During WWII in the US and the UK, synthetic analogs of indole-3-acetic acid were screened for herbicidal activity in order to select anti-plant agents for military use–clearing vegetation and destroying food crops–leading to the choice of a mixture of the isopropyl esters of 2,4-dichlorophenoxyacetic acid and 2,4,5-trichlorophenoxyacetic acid. Produced in quantity but not used during the war, such anti-plant agents were first used for destroying crops and reducing vegetation by the UK in Malaya during the 1940s and 1950s and later by Portugal in Angola.
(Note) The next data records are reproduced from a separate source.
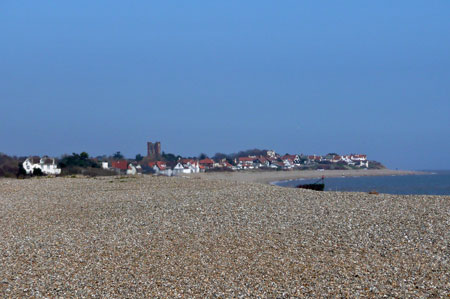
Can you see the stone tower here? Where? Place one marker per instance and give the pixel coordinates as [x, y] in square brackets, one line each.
[153, 149]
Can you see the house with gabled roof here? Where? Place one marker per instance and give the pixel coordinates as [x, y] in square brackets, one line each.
[45, 164]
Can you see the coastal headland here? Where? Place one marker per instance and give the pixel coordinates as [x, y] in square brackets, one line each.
[171, 237]
[267, 177]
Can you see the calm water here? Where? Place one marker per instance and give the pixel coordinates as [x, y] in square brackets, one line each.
[437, 183]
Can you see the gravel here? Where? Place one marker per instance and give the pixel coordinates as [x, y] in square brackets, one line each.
[191, 237]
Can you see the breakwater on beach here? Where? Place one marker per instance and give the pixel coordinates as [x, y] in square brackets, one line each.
[438, 183]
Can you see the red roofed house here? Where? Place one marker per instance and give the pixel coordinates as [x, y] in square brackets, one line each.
[120, 164]
[160, 167]
[245, 161]
[207, 163]
[336, 159]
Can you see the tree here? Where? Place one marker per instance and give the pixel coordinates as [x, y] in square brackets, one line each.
[219, 156]
[202, 156]
[118, 156]
[38, 172]
[22, 172]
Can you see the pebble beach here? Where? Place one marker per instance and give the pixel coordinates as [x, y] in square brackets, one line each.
[159, 237]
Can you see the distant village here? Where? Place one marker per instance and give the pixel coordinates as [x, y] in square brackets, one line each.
[157, 162]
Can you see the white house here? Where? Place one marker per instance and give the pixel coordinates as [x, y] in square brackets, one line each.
[186, 166]
[45, 164]
[131, 169]
[160, 168]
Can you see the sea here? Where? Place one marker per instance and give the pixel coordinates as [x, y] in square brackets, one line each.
[435, 183]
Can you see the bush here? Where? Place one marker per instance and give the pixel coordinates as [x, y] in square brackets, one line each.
[37, 172]
[8, 166]
[80, 160]
[87, 171]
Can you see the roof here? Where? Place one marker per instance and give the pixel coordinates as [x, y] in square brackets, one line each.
[244, 159]
[120, 164]
[47, 161]
[160, 164]
[35, 160]
[185, 161]
[207, 161]
[291, 157]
Agent Orange, a mixture of the n-butyl esters of 2,4-D and 2,4,5-T, and other herbicides, were used on a large scale by the US for defoliation and crop destruction in the Republic of Vietnam during 1961-70. Toward the end of that period, faced with increasing public and official concern over possible health effects and environmental damage and with skepticism regarding military utility, US President Richard Nixon in December 1970 ordered a rapid „phase-out“ of herbicide operations.
In this talk I will address some of the factors that led to large-scale anti-plant chemical warfare in the Vietnam war and to its eventual termination.